Suspects reported for mortgage loan fraud are often involved in other financial crimes, such as check fraud, money laundering and stock manipulation, the Financial Crimes Enforcement Network (FinCEN) reported Monday.

FinCEN, a unit within the U.S. Treasury Department, said it identified about 156,000 mortgage fraud subjects and found that 2,360 of those suspects were reported for suspicious activity in other financial areas.

“Criminal actors may attempt to exploit any vulnerability to commit fraud and launder money through a range of financial institutions,” FinCEN Director James Freis said in a statement.

The report studied suspicious activity reports from July 2003 and June 2008 that were submitted by depository institutions, money services businesses, securities brokers and dealers, insurance companies, and casinos and card clubs.

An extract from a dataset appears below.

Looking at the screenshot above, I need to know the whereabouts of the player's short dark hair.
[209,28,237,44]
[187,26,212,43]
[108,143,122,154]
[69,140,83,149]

It found mortgage loan fraud subjects’ other suspected financial crimes were most likely to be in money laundering and transactions apparently structured to avoid currency transaction reporting requirements.

FinCEN said it is further analyzing the relationship between mortgage loan fraud and other financial fraud.

Federal Deposit Insurance Corp Chairman Sheila Bair said earlier this month that the agency is pursuing more than 100 home mortgage fraud cases, and is investigating some 4,000 more.